Acabo de despedirme de Joana, Carlos e Ivan en la estación de Santa Maria Novella. La primera debía tomar el tren de regreso a Turín. Los otros dos el autobús hasta el aeropuerto de Pisa de donde partía su vuelo rumbo a Cambridge.
Antes, comida de despedida en el mercato di San Lorenzo. No esperaba tanta gente siendo un martes al mediodía. Está claro que se ha convertido en uno de los puntos de encuentro más populares de la ciudad. No sé quien me mandaba hacerle caso a Ivan y comerme un bocadillo de panceta a la Fiorentina. A él le ha entusiasmado pero a mí me va a costar la tarde.
Han sido tres días intensos pasados con algunos de los jóvenes del equipo de investigación. Antes los llamaba «mis estudiantes de doctorado», pero, obviamente, con el transcurso del tiempo la etiqueta ha quedado obsoleta para aquellos que ya han finalizado sus tesis y, en algunos casos, están trabajando como investigadores postdoctorales o docentes en diversas universidades. Será que con los años me estoy volviendo nostálgico y protector, pero lo cierto es que estaba buscando un buen motivo para reunir en Florencia al mayor número de ellos. Es una lástima que algunos no hayan podido venir. Diana acaba de tener su primer hijo, Alfredo se acaba de casar, Verónica regresó a Bogotá, Milena tiene un horario que le obliga a trabajar los fines de semana y Diego…, ¡ahora no recuerdo el motivo por el que no ha venido Diego!
Es así. Desde hace algunos años una de mis principales motivaciones es formar la nueva generación que en el futuro deberá hacerse cargo de la investigación y la docencia universitaria. Cuando yo empezaba, a eso se le llamaba formar escuela, algo que, la verdad, nunca he sabido muy bien en qué consiste: ¿impulsar una determinada línea de trabajo?, ¿inculcar una manera específica de interpretar el pasado?, ¿mediar en la ocupación del máximo número posible de puestos docentes?, ¿controlar una red de poder académico en condiciones de intercambiar favores? Claro que entonces las circunstancias eran otras. En España los viejos profesores, de los que he conocido algunos, disponían de un poder casi absoluto para decidir quien iba a ocupar las plazas vacantes. Los resultados de esa práctica son tan conocidos que no merece la pena dedicarle un minuto. Aunque en la práctica eso signifique que mis posibilidades de influencia tienden a cero, afortunadamente, son muchas las cosas que han cambiado. El servilismo ha dejado de ser el combustible de vertiginosas carreras académicas. Hace unos meses me quedé sorprendido por el arrebato de sinceridad de uno de mis colegas, ya jubilado, que al final de su carrera llegó a ocupar un puesto de catedrático.

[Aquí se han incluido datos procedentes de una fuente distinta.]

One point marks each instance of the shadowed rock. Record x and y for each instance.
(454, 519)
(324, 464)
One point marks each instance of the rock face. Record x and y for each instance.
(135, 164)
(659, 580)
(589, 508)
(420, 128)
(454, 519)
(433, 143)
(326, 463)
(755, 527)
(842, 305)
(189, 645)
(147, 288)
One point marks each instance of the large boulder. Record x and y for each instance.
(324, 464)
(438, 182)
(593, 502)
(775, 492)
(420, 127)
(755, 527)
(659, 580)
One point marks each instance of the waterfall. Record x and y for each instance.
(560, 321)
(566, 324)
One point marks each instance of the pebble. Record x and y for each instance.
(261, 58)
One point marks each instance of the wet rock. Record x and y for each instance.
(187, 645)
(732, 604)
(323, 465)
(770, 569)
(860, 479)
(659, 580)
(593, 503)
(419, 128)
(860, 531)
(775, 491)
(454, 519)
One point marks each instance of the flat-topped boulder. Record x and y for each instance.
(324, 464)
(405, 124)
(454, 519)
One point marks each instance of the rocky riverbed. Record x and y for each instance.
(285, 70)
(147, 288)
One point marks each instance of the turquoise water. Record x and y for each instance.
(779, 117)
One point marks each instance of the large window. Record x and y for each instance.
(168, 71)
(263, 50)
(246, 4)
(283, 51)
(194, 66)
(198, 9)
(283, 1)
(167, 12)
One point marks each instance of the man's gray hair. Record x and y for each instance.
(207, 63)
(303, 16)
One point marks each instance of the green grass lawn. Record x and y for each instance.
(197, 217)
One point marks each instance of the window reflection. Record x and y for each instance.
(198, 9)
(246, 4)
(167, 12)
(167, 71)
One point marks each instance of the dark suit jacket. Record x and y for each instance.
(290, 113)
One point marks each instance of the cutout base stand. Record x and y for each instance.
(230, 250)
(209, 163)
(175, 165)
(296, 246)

— «Con las reglas actuales nunca hubiera llegado a ser profesor universitario», me confesó.
—«¡No exageres!», me limité a contestarle educadamente aun sabiendo que eso era exactamente así.
—«He decidido dejar de dirigir tesis doctorales para no asumir el compromiso de ayudar a nadie en su futura carrera sabiendo ahora que ya no está en mis manos hacerlo», me dijo hace ya años un antiguo director de mi departamento, también jubilado, que entonces se encontraba en la cumbre de su trayectoria.

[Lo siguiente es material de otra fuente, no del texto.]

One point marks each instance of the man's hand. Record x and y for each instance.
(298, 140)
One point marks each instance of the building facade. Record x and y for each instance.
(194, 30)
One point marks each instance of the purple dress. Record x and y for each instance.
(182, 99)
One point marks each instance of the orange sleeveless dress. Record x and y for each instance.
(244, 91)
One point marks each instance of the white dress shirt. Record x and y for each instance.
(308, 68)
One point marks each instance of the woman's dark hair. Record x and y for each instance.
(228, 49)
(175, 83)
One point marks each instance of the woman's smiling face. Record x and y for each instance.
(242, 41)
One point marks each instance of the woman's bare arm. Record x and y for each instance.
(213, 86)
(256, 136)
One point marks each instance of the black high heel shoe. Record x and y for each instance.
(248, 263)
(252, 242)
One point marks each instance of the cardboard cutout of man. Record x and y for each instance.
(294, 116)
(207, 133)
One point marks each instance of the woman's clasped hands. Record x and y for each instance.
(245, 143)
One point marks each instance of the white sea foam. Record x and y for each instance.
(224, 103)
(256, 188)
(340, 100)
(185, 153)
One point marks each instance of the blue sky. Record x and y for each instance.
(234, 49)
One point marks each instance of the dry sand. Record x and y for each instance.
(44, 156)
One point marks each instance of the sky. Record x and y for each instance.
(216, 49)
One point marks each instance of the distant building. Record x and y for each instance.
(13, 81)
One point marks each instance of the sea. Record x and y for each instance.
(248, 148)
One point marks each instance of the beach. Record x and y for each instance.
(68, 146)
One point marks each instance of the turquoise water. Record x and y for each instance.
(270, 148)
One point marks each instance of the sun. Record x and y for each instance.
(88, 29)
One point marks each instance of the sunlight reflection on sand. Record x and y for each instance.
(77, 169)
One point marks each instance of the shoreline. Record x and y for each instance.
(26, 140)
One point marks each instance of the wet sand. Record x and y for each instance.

Desde luego, ese no es mi modo de ver las cosas. Prefiero quedarme con el consejo del doctor Valentí Fuster, uno de los cardiólogos más reconocidos del mundo, sobre el que últimamente no dejo de meditar: todos, a cualquier edad en la vida, necesitamos un mentor; alguien que esté dispuesto a orientarnos hablándonos con claridad. «Dedicar tiempo a la reflexión, descubrir el propio talento, apostar por el altruismo, transmitir optimismo y tener un tutor». Esa es su receta: Valentí Fuster, aprendemos juntos. Después de leer su libro El círculo de la motivación (con Emma Reverter, Editorial Planeta, 2013) pensé que eso es lo que me gustaría ser. Un mentor capaz de dar buenos consejos a los chicos jóvenes que se acercan buscando una orientación. Cuando me dicen que quieren hacer una tesis doctoral con la esperanza de desarrollar una carrera académica empiezo exponiéndoles todas las dificultades que se me ocurren. Cuando aún así deciden intentarlo procuro ofrecerles todo mi apoyo. Pero dejándoles claro que son ellos quienes tendrán que construir su futuro.

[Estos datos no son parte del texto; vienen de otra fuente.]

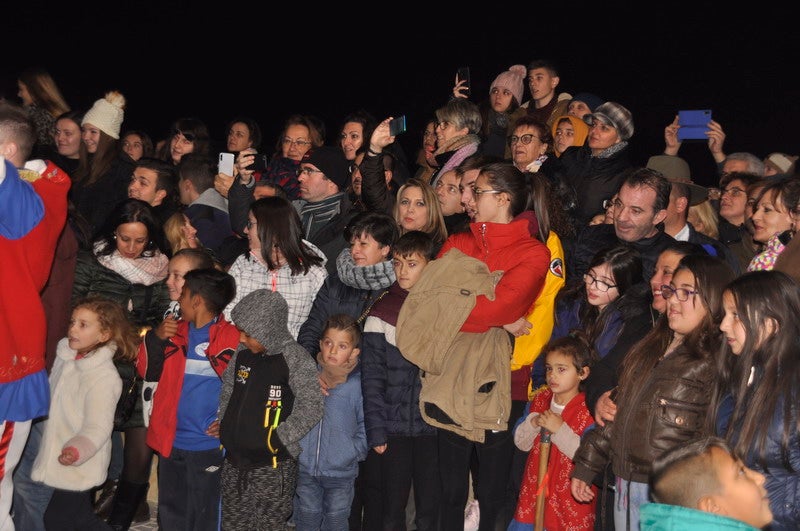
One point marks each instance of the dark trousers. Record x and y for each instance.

Mientras planificaba mi estancia empecé a darle vueltas a la posibilidad de organizar un seminario que permitiera reunirnos y dar a conocer en un ámbito distinto el trabajo que desarrollamos en nuestro equipo. Mi intención era haberlo realizado en la VIT y, de hecho, sondeé a Fernando Lofredo, que este curso está en la National Gallery de Washington después de haber dejado la Stony Brook University, y Melissa Calaresu para que me ayudaran con ello. Pero, cuando a la hora del café de uno de los primeros días de septiembre, le hice la sugerencia a Alina, comprendí el lío en el que iba a meter.
—«Hazme una propuesta y la estudiaré», me respondió secamente.
Inmediatamente decidí que no se la iba a hacer. No quería pasar por su filtro. Además, mi concepto de lo que deben ser esa clase de seminarios encaja mal con la práctica de la VIT que exige a los fellows que asistan a todas las actividades que organiza el centro, les interesen o no.
Ya había descartado el plan cuando éste recobró vida el pasado mes de diciembre mientras tomaba un aperitivo en la pizzería San Domenico en Fiesole con Pablo Hernández Sau que está haciendo su doctorado en el Instituto Universitario Europeo (EUI).
—«En el EUI es habitual que los doctorandos organicen sus propias actividades; sólo hay que reservar la sala y anunciarlo con antelación».
Vaya, que a diferencia de la VIT no hay que pasar por el escrutinio de la directora.
—«Junto con Nicholas Mithen (en ese momento no caí en la cuenta de que se trataba del estudiante de Cambridge del que me había hablado Melissa) hemos organizado el ‘Cities Working Group’ así que, si te parece bien, podríamos encargarnos de todo».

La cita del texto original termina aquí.